Anoche tocaron la puerta poco después de las tres de la mañana. Fueron seis golpes, uno tras otro y bastante monótonos. Los perros se alborotaron y las cachorras que ya no son cachorras, se convirtieron en hienas, y se colocaron en posición de ataque cerca de la puerta.
Antes de abrir encerré a los perros en una de las recámaras. Me asomé por el agujero de seguridad y observé que del otro lado había unos ojos claros e quietos, que también querían ver a través de ese pequeño túnel, donde a veces suceden cosas extrañas.
—¿Quién? —pregunté con la voz todavía adormilada.
—Octavio Paz— soltó de tajo.
Le abrí. Entró el frío de enero y el ruido del tren que provenía de un recuerdo.
—Voy a la India, ¿tendrás el libro de Elena que te presté el mes pasado? Para mí es importante y quiero llevarlo a mi travesía.
Luego de darnos un abrazo, mientras los perros no dejaban de ladrar, lo invité a sentarse en el sofá de la sala y le ofrecí un café.
—No, muchas gracias. Sólo vengo de paso.
Sentí un remolino en el estómago. Ese libro se lo había prestado a una amiga la semana pasada, cuando por azares del destino pasamos una noche en un motel.
—Ya quiero conocer a Santha Rama Rau —dijo moviendo sus manos como avispas extraviadas, mientras yo caminaba hacia mi estudio, como si de verdad fuera a encontrar el libro que me había prestado.
Mi amiga no vivía lejos y existía una posibilidad de salir por la ventana y regresar en menos de cinco minutos, así que le marqué, pero su celular me mandó al buzón. Cuando enloquecen las emociones, en mi caso, se incrustan en él área del ombligo, sitio de mi cuerpo donde nacen las pesadillas. Recordé unas gotas que funcionaban muy bien para quedarse dormido en menos de dos minutos, así que fui al refrigerador, y le serví la limonada que tanto le gusta, acompañada de su respectiva dosis para llevarlo al paraíso. Eso me daría tiempo de esperar a que amaneciera para ir por el libro a casa de mi amiga.
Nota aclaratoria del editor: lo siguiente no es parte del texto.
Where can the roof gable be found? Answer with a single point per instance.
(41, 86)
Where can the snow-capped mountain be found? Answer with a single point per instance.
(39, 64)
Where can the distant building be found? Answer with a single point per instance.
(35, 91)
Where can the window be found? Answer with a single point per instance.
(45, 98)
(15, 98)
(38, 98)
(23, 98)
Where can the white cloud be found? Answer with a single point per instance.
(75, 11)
—No te hubieras tomado la molestia, Toño —respondió tranquilo.
—No, cómo crees, no es ninguna molestia —respondí con el cinismo que a veces cargo.
La idea funcionó bien. Paz quedó dormido en el sillón. Luego lo arrastré por el pasillo para dejarlo recostado en el sillón del estudio, pero Layla, una de mis cachorras salió de la recámara y le mordió un zapato hasta hacerle un agujero.
Tras asegurarme de que los perros ya no se salieran de la recámara pensé que un problema había llevado a otro, pues ya no sólo era el libro sino el zapato, y el problema era que Octavio era obsesivo con su calzado. Apenas me iba a acostar cuando sonó otra vez la puerta, no seis veces, sino siete.
Pensé muchas cosas en unos segundos. Una de ellas fue que tal vez se trataba de alguien que lo esperaba afuera y había notado su tardanza.
Me asomé por el agujero de seguridad y era Elena Garro. Sudé frío y pasaron por mi mente algunas imágenes con las que he tenido que lidear en los últimos años: el búho dentro del refrigerador, una paloma sin alas debajo de la cama y nueve hormigas desplazándose en fila mientras cargan a un grillo muerto.
Abrí y la invité a pasar.
—Hola, querido, estás muy agitado. ¿Qué te pasa?
—Nada, no te preocupes, estaba soñando.
—Este olor me parece conocido —dijo mientras el aroma de la loción del autor de Piedra de sol empezaba a disiparse.
Lo primero que se me ocurrió para desviar la conversación fue decirle que su visita me hacía muy feliz y después le pregunté qué hacía en mi casa a esa hora.
—Se extendió la velada literaria en casa de Martina, y como queda cerca de tu casa, me acordé que tenía un libro que te había prestado del cabrón de Octavio.
Se trataba de El Laberinto de la Soledad, libro que por cierto estaba en casa de otra amiga.
—¿Es limonada? —preguntó al ver el vaso a medias que había dejado Paz en la mesa central.
Elena es muy confianzuda. No tardó en darle el primer trago sin saber que se dormiría y que unas horas después, despertaría a un lado de Octavio. Lo de sus libros es otra historia.